Strong Types and their Impact on Testing

In this post (series?), I’d like explore how to write a program in a type safe and testable way. I’m using Scala because it’s the language I’m most proficient in; this would be prettier and less boilerplatey in Haskell.

The basic point that I hope to get across in this post (and the potential follow-ups) is that by encoding our domain into strong types and avoiding side effects we can accomplish a few things:

  1. We can greatly limit the scope of our tests
  2. For the tests that still make sense to write, we can write very strong tests
  3. By using meaningful values and separating side-effecting functions from pure ones, we can more easily reason about our program

We’re going to write a simple service that takes a form filled out by a user, sends an email based on that form, and then records that event to a database.

Here’s a possible data model for our email and a form.

package com.notik

case class EmailAddress(address: String)
case class FromAddress(address: EmailAddress)
case class ToAddress(address: EmailAddress)
case class EmailBody(body: String)
case class Recipient(name: String)
case class Email(from: FromAddress, to: ToAddress, body: EmailBody, recipient: Recipient)
case class WebForm(from: FromAddress, to: ToAddress, body: EmailBody, recipient: Recipient)

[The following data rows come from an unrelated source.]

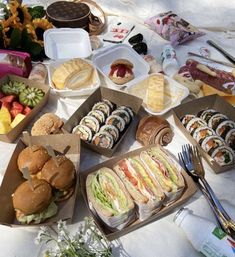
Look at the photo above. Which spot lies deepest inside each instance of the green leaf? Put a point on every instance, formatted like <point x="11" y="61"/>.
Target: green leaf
<point x="15" y="38"/>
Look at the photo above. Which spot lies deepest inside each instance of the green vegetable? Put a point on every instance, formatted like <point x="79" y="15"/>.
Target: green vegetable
<point x="31" y="96"/>
<point x="37" y="12"/>
<point x="13" y="88"/>
<point x="50" y="211"/>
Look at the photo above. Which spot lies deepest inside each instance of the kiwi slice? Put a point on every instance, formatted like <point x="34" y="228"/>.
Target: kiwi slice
<point x="13" y="88"/>
<point x="31" y="96"/>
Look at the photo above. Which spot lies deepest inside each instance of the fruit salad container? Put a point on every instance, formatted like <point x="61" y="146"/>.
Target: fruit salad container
<point x="20" y="101"/>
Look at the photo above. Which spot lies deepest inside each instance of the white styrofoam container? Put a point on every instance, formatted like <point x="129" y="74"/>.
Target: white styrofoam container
<point x="174" y="94"/>
<point x="69" y="92"/>
<point x="66" y="43"/>
<point x="103" y="60"/>
<point x="62" y="45"/>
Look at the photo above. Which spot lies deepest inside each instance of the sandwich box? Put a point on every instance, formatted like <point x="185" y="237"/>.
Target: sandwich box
<point x="15" y="132"/>
<point x="111" y="234"/>
<point x="118" y="98"/>
<point x="68" y="145"/>
<point x="215" y="102"/>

Right away, we’ve gained something. Not a ton, but something.
If we had encoded the idea of an Email as Email(fromAddress: String, toAddress: String, body: String, recipient: String) then we can easily shoot ourselves in the foot. We might mistakenly write Email("hello", "jason", "jason@gmail.com", "body of email"), for example. We’ve mixed up all of the parameters and we only know things have gone wrong once we run our program and it blows up for InvalidEmailAddressException or whatever. Worse, it might not blow up at all and instead our program is just wrong.

What we should do is encode our domain as strongly as possible and let the type system/compiler do as much work as possible.

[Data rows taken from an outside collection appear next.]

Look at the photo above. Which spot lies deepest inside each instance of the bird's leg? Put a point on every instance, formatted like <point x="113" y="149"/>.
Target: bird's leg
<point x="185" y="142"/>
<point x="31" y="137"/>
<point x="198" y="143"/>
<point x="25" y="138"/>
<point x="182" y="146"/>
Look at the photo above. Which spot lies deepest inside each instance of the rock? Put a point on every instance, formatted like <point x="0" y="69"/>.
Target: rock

Ok, so with our case classes we have separate types representing the different parts of an email. But, we’re probably creating this Email by populating it from the fields of some web form and there’s still nothing preventing us from mixing up the strings and getting incorrect data, right?

This is always a possibility and users might input bad data altogether. Ok, so let’s encode this into our types. Firstly, we’re going to create a function which takes in a WebForm and produces an Email. But instead of producing an Email directly, we’re going to produce “possibly” an email. We’re not going to assume we have an email and wait for runtime exceptions nor are we going to do validation checks and simply halt in the case of invalid input. Instead, we’re going to encode the notion that something could always go wrong when submitting the form. See EmailService.mkEmail. It takes a WebForm and returns a ValidationNel[String, Email]. If the form is incorrect (as defined by our domain logic) then we get back a list of all the errors. If nothing is wrong, we get an Email.

object EmailService {

  import scalaz._
  import Scalaz._
  import argonaut.Parse

  /*
    Validation represents the idea of success or failure. NEL stands for non-empty list. We can actually require
    that the list of errors we get back in the case of failure is non-empty.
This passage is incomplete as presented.